I remember fighting on the phone when I was maybe nine or ten with the girl who lived across the street from us in Detroit, the girl my sister and I vied for throughout elementary school. I don’t remember what I’d done, but she yelled at me, said I was schizophrenic and I needed help. Though she was probably just throwing out a word she’d heard somewhere, I was shocked at what I thought was her clairvoyance. I was so changeable, I was a danger to myself, to others. She had seen through me. I thought I knew what she meant—that I was a different person to every person. That I tried to carefully control my image, make myself what I thought someone needed me to be in the moment. I have been, all of my life, a private person, secretive even, consulting a baroque manual to see what’s safe to say or do. This one might like me if she knows this snippet but not that one; he will smirk at this gesture but grin at that. Though I have said too much already, I want you to see me as unassailable. So let me get close, because I want to tell you and I want you to believe that this is not about sex, none of it. There are things at stake hère for which sex is a poor substitute, and I am whispering this in your ear.

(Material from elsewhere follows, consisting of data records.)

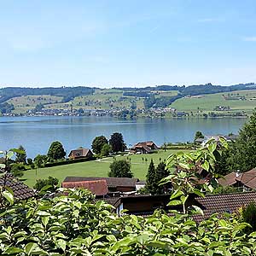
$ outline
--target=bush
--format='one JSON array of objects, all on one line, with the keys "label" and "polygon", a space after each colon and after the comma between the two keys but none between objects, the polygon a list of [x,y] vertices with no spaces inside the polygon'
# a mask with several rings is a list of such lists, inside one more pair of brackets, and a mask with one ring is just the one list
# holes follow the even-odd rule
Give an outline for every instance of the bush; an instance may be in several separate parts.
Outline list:
[{"label": "bush", "polygon": [[92,158],[79,158],[79,159],[67,159],[65,160],[61,160],[58,162],[50,162],[50,163],[46,163],[44,165],[44,167],[52,167],[52,166],[65,166],[65,165],[70,165],[70,164],[74,164],[74,163],[80,163],[80,162],[86,162],[95,160],[95,157]]},{"label": "bush", "polygon": [[242,210],[242,218],[252,228],[247,228],[247,231],[256,231],[256,205],[251,202]]},{"label": "bush", "polygon": [[109,166],[109,177],[132,177],[133,173],[131,171],[131,163],[126,160],[113,160]]}]

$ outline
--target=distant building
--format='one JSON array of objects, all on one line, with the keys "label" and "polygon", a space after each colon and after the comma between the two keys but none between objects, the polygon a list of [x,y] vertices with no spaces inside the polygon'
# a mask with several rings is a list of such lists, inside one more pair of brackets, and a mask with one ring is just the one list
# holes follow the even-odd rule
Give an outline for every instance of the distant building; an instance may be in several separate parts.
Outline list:
[{"label": "distant building", "polygon": [[246,172],[232,172],[218,179],[224,186],[241,187],[243,190],[256,189],[256,168]]},{"label": "distant building", "polygon": [[78,148],[71,150],[68,157],[70,159],[79,159],[79,158],[88,158],[90,159],[93,157],[93,154],[90,149],[89,148]]},{"label": "distant building", "polygon": [[36,195],[33,189],[10,173],[7,173],[0,177],[0,187],[8,187],[12,189],[16,200],[28,199]]},{"label": "distant building", "polygon": [[154,142],[143,142],[132,146],[130,152],[134,154],[149,154],[158,149],[159,148]]},{"label": "distant building", "polygon": [[67,189],[87,189],[97,197],[105,196],[108,193],[107,182],[104,179],[89,181],[67,181],[61,183]]},{"label": "distant building", "polygon": [[[67,177],[62,182],[61,186],[67,188],[67,184],[69,188],[85,188],[88,182],[104,181],[106,183],[108,193],[113,192],[132,192],[137,190],[137,183],[139,182],[138,178],[131,177]],[[138,185],[138,184],[137,184]],[[105,186],[102,183],[98,186]],[[89,190],[90,187],[87,188]],[[103,190],[103,189],[102,189]],[[90,190],[94,193],[94,190]],[[105,190],[104,190],[105,191]]]}]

When do we have sex? When we’re happy, sad? When we can turn our bedrooms into a stage? When our hormones lead us to it almost entirely of their own accord? When we feel that the noises of our bodies, the texture of our arches and thrusts, are too precious to escape the notice of another? When we are bored and can’t think of a good reason to say no? When we are trying to prove to ourselves that we are, in fact, beautiful, powerful, alive; or, conversely, bruised, careless, and expendable? When we find someone with whom, for whatever reason, we are willing to take the greatest risk: the risk of realizing mid-act that he or she is not it. You may love this person so that you daily weep with adoration; still, he or she will never be the real object of sex. The real object is a nonobject. No matter the position we take, we will never possess what we desire. We will never even embody it, because what we desire is something beyond our skins, beyond the skins of our partners. And since we take this risk, we must also be ready to hate them—in fact, we must already hate them just a little bit so that we might someday discard them—saying, You, you have failed to make me happy, failed to make me rise above myself for more than a moment at a time—and then forget our own failures, our inability to make our moans give noise to every feeling for which sex is a substitute.